Nyerges was appointed the director of Virginia Museum of Fine Arts (VMFA) in 2006. At the beginning of his newly acquired post, extensive renovations were made to the VMFA, and he oversaw the construction which was completed in 2010.

He has organized a number of notable exhibitions as director, such as the Picasso exhibition in 2010 that broke all previous attendance records for the VMFA and brought in an estimated 30 million dollars in local tourist revenue for the museum. In 2012 a major gift to the museum was acquired, elevating the museum into the top ranks of major American museum.

Other major exhibitions include a major retrospective on Kehinde Wiley, Kehinde Wiley: A New Republic, accompanied by a lecture by the artist at the museum.
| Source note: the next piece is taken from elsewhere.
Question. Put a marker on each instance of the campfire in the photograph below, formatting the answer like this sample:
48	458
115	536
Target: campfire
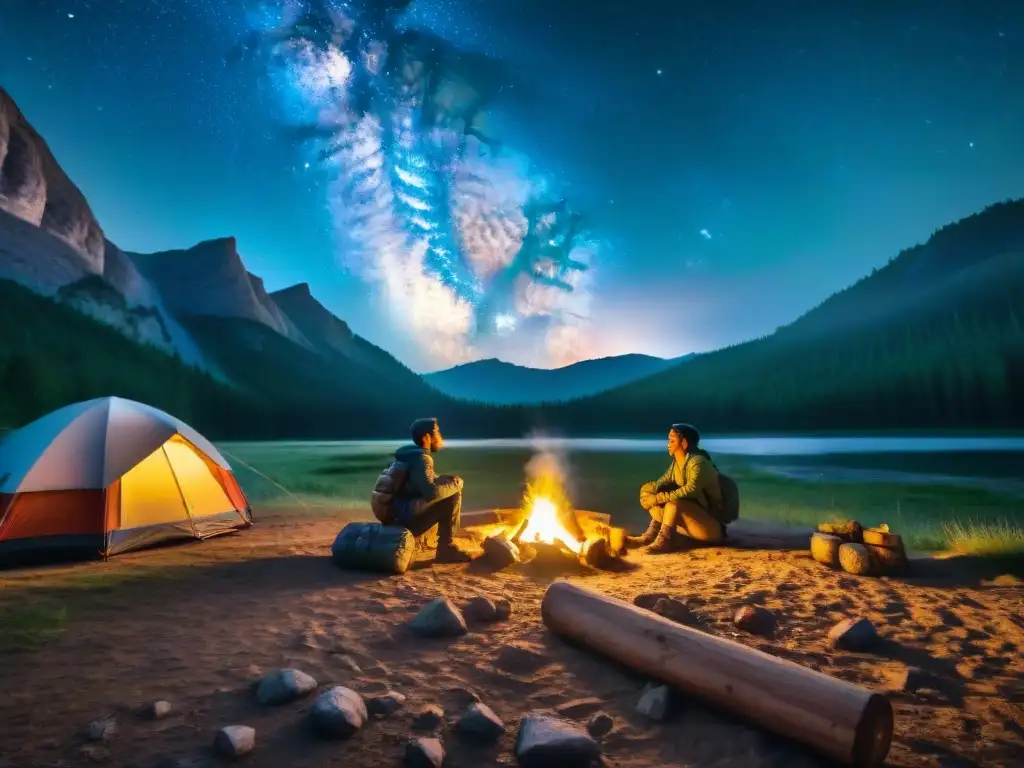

In 2018, the Terracotta Army archaeological exhibition featuring clay sculpture life-size portraits from the reign of the first Chinese emperor Qin Shi Huang was held at the VMFA, curated by the museum's Asian specialist Li Jian.

Nyerges has improved accessibility to the museum and its collections, an effort emphasized in the museum's motto, "It's your art, Virginia." Nyerges was honored in 2015 as a top-10 Person of the Year by the Richmond Times-Dispatch for increasing the popularity and accessibility of the museum.
In 2017, Style Magazine placed Nyerges on the "2017 Power List for Arts and Culture" for increasing the diversity of its collection and staff, and overseeing an improved public perception of the museum.

== Personal life ==

Nyerges' wife, Kathryn Gray, a former musician and performing arts manager, is an artist who maintains a studio at the Visual Arts Center of Richmond. They have a son, Robert Nyerges, who is a filmmaker in Los Angeles.

The French Ministry of Culture awarded Alex Nyerges the title "Knight in the Order of Arts and Letters" (Chevalier de l'ordre des Arts et des Lettres) for his contributions to French and American culture.